In granting the appeal in the man’s favour, the court ruled that the responsibility of ensuring the delivery and receipt of immigration correspondence falls squarely on the sender and recipient, and laid out the conditions whereby one party should be held for the lost email.
With Citizenship and Immigration Canada moving toward paperless online applications, an increasing number of cases seem to be cropping up in which lost communication led to applicants being rejected (though no statistics are available).
New Canadian Immigration Guidelines
As a of this decision, Operational Bulletin (OB) 265-A was released on January 8, 2016. It dictates guidelines for immigration officers on email communications with applicants, including:
- keeping proof of having sent an email to applicants
- protocols for transferring files
- how to handle requests for reconsideration of a case due to alleged noncompliance with a request for information
Critically, immigration officers have discretion to reconsider and reopen an application if an applicant provides reasonable evidence that no email was received from the officer.
While I applaud these instructions and am cautiously optimistic on improved delivery of immigration services where email communications are concerned, I have the following questions on turning theory into practice:
1. How can we be assured that officers within Canada and scattered worldwide will input correct email addresses? For example, one email our team received was addressed to a dot firm instead of a dot com. As a, we did not receive medical instructions for our client.
2. How can officers check that an applicant or their representative has provided the most up-to-date email address? Would officers call the applicant and/or representative to ensure a correct email is on file?

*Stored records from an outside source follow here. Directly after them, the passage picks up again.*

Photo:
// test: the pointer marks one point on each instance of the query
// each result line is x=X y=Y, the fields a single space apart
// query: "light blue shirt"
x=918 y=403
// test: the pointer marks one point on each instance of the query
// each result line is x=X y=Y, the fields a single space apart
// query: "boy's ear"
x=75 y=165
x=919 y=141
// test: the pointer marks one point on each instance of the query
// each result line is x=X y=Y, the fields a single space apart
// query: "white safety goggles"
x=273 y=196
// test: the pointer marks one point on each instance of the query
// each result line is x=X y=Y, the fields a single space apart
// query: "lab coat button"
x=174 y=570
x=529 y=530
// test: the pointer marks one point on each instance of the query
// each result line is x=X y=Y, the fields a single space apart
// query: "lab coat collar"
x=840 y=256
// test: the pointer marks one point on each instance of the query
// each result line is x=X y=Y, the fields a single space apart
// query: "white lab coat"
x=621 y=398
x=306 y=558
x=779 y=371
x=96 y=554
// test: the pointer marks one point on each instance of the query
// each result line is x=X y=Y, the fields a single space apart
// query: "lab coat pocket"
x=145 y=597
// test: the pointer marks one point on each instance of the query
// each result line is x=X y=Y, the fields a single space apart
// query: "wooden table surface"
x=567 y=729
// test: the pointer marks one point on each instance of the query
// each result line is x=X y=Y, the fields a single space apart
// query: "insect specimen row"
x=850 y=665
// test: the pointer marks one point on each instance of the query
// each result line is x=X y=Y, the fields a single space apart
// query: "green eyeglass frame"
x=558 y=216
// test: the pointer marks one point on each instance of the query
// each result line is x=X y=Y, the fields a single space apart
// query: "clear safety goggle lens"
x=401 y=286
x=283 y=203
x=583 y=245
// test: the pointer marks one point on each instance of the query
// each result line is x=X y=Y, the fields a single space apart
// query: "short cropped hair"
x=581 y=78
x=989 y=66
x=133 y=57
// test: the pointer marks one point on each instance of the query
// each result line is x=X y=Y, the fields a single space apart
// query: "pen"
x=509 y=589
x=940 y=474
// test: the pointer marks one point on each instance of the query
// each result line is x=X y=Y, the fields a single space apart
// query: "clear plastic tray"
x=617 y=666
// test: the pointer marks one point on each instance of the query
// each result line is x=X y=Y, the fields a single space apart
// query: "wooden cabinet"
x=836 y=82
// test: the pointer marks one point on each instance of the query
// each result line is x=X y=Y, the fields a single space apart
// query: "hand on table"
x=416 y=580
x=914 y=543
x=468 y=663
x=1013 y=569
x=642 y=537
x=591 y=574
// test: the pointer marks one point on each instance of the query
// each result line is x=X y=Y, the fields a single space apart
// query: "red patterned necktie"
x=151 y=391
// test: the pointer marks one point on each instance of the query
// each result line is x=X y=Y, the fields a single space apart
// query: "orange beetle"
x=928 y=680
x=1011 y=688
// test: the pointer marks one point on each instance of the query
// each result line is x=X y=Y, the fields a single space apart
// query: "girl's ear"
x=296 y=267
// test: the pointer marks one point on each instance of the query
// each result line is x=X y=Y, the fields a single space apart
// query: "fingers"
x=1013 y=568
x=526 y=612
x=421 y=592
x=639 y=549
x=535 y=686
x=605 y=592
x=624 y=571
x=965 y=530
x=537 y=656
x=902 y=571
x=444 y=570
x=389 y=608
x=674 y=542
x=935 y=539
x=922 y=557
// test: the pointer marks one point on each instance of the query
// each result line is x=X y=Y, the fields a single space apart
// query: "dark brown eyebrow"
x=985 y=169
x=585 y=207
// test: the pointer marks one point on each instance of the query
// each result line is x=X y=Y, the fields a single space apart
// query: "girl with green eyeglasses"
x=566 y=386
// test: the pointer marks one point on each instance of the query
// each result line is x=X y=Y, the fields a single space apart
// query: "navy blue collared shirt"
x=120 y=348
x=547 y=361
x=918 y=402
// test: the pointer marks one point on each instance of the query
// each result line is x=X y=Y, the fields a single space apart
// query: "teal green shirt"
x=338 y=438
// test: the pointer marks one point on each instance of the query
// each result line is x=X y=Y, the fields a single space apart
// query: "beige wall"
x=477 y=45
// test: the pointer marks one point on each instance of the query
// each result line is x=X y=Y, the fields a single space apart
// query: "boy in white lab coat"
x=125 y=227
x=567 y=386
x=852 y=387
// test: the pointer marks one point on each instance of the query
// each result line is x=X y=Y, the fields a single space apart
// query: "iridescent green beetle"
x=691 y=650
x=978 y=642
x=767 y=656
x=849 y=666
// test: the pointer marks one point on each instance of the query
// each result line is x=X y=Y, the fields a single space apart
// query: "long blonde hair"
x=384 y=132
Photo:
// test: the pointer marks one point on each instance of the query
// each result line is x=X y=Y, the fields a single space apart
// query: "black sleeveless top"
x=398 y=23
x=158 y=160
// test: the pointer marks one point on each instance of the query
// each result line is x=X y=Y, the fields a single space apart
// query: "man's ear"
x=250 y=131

4. How would service be impacted if an applicant and/or representative chooses to not use email for correspondence?
5. The protocol on reconsideration is found in an immigration officer’s manual on inland spousal sponsorship applications. When would the Government of Canada include the same protocol for overseas processing of applications?
6.Would Canadian immigration officers give a decision on a reconsideration request in a timely manner? Is there an obligation upon an officer to give a response at all? There should be a mandatory administrative procedure for an officer and applicant to follow in order to resolve disputes to avoid litigation.
Inland vs. Visa Office Refusals
When an inland application is refused, an applicant has 15 calendar days from the date of receiving the refusal to apply to the Federal Court to challenge the refusal. When an application is refused by a visa office (meaning an office outside of Canada, including Ottawa, which is considered a visa office), the applicant has 60 calendar days from the date of receipt of the refusal in which to apply to the court.
I suggest applicants file a notice to the court as soon as possible to preserve the limitation period; otherwise an applicant would lose the chance to challenge a refusal while awaiting a decision on a reconsideration request.
As we move forward with OB 265-A and other changes to Canadian immigration processing, my hope is that our new government will make other meaningful decisions that will positively affect the lives of our clients and their families.